Monday, January 24, 2005

Today's My Mum's Birthday

She would have been 70.

When I realized that little piece of information it really surprised me. That meant that she was 60 when she died. It seemed to me like she was older at the time. I wonder why that is? Maybe it's because she was so sick and weak. Maybe it's because I wasn't ready for that parent/child role reversal at the age of 24. Maybe it's something else.

Mum and I had an odd relationship. In some ways, we had so much in common. We were both born to older parents, I was an only child and she might as well have been (her closest brother was 12 years older), we had a bunch of the same interests, and I knew I could go to her with anything and she would be supportive.

But there was a certain distance in her that made it difficult to get really close. Oh, I never doubted that she loved me, and she never hesitated to show it. But it always felt like she was holding a part of herself separate from everyone else, and that that part held the key to really knowing her. I guess it was a defense mechanism in part - her father was an abusive alcoholic who left my grandmother when Mum was five, and, as horrible as it is to say it, my grandmother just didn't have time for the touchy-feely stuff when my mum was growing up. It was tough to be a single mother in the 1940's and 50's.

But that piece she held back, when she allowed a glimpse of it, was deep and beautiful and terrifying. It gave testament to how much more there was to her than what people saw, and how much pain she carried around with her without burdening other people.

I guess that's where I get that tendency from. I learned a great many positive things from Mum, but I guess I picked up her unfortunate traits as well.

I regret that Mum and I weren't able to stay as close as I grew older. Oh, on the surface you probably couldn't see it, but we were drifting. I guess that as I got older, that piece I hold back and that piece she held back continued to grow as well. Those pieces were enough to start to form a wall, I suppose. Fortunately that wall wasn't complete.

But I guess the fact that I couldn't face dealing with another parent's declining health had something to do with it, too. There was only two years between my parents' deaths. That isn't much time at any age, but it's a blink of the eye in your early 20's. If I'm going to be completely honest, I didn't deal well after my dad died, and as a result I wasn't there as much as I wanted to be for my mum. Add to that neighbors who questioned the decisions Mum and I made together about finishing my education, and extended it to question my worth as a human being, and well, I was pretty closed off at that time. I just couldn't face the fact that my mum wasn't the same person who carried my to the bathroom when I had pneumonia in first grade, or was the team mother for my softball team, or helped me move into my dorm room my freshman year of college. It hurt.

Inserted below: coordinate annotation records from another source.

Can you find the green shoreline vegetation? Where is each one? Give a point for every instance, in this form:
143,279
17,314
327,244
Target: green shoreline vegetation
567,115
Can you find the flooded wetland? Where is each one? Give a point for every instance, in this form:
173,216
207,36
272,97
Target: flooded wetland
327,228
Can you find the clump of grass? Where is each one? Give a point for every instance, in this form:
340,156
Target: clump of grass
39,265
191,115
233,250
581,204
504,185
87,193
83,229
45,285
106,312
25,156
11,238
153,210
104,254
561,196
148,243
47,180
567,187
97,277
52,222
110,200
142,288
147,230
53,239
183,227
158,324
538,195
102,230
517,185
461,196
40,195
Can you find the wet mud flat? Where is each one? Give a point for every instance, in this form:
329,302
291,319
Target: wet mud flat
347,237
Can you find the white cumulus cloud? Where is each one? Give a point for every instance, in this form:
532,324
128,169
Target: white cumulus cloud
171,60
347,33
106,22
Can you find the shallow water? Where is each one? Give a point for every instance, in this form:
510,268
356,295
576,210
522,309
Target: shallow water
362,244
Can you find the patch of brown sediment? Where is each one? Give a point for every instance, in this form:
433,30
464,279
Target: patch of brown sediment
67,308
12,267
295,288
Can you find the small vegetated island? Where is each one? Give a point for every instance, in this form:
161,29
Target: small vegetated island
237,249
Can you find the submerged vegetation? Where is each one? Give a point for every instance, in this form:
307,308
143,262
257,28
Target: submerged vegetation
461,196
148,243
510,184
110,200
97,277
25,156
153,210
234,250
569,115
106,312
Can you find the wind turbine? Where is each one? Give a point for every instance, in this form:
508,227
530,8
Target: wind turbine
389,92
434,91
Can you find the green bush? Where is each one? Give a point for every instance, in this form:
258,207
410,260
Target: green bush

I remember when a home health care nurse was trying to get me to change the packing in an incision my mother had where she had a cyst removed on her back. I couldn't do it. I'm not squeamish, but I couldn't stand a) the fact that my mother needed such things, and b) the idea of causing her any pain. My had literally shook so much that the nurse gave up on trying to teach me, and I ended up vomiting.

I guess I wasn't the daughter I should have been.

Despite the hedgewall of our own creation, I loved my mum perhaps more than I can even wrap my brain around to write about. I hate that I only had 24 years to learn from her, to share with her, and to love her. She wasn't perfect, but she was a precious gift in my life. I thank God that he gave me the privledge of being her daughter.